Wikimedia Technical Conference/2018/Session notes/Choosing the technologies to build our APIs

From mediawiki.org

Theme: Increasing our technical capabilities to achieve our strategy

Type: Technical Challenges

Facilitation Exercise(s): Small group discussion, see if different groups come up with the same answer.

Leader(s): Gergő Tisza

Facilitator: TheDJ

Scribe: Irene

Description: This session will delve into the action API, REST API, and any alternative solutions to answer open questions so that the API architecture can be resolved. - phab:T206074

Questions to answer during this session[edit]

Question Significance:

Why is this question important? What is blocked by it remaining unanswered?

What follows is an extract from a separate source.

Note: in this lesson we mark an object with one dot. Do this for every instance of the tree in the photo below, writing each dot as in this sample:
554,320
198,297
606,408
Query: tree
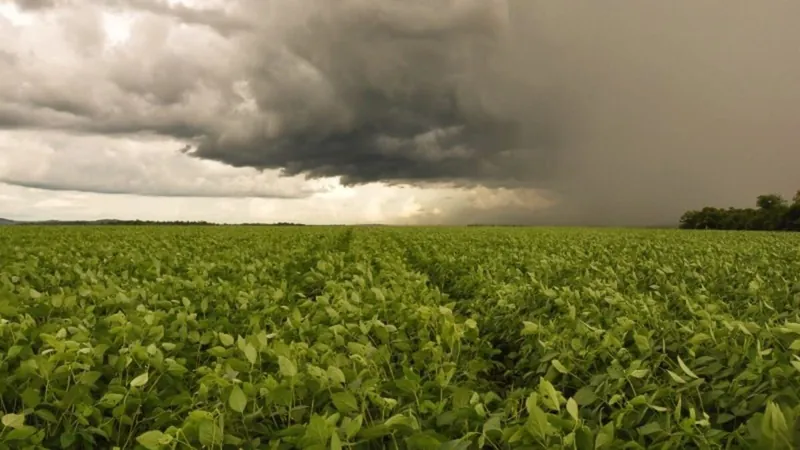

What are the use cases and requirements (client, infrastructure and platform) for Wikimedia and MediaWiki APIs? Blocks answering the main question - the choice of technology must be guided by stakeholder needs. The answers should mostly come from other sessions (Applying the MediaWiki Platform Architecture Principles, Determining use cases and requirements for the APIs that we build, Choosing installation methods and environments for 3rd party users) and are just restated at the beginning of the session.
Take stock of the API frameworks (existing & promising alternatives, if any). What are their strengths and weaknesses? Which use cases and requirements can they effectively fulfill, and which not? What are their infrastructure needs and costs? Blocks answering the main question - to make an informed choice we must have an informed understanding of each option.
What should the future of our APIs look like? Should we standardize on a single framework? (Which one?) Or should we aim for a microservice infrastructure with full freedom of implementation? What of the legacy API modules? What of the “custom” APIs like ORES or WDQS? The main question; the answer determines how investment into API development in the next several years should look like.
Given the above, what is the impact on system architecture, caching infrastructure and storage infrastructure? The outcome of the session should be suitable to inform infrastructure planning, and the architecture discussions on day 4.

Detailed notes[edit]

Place detailed ongoing notes here. The secondary note-taker should focus on filling any [?] gaps the primary scribe misses, and writing the highlights into the structured sections above. This allows the topic-leader/facilitator to check on missing items/answers, and thus steer the discussion.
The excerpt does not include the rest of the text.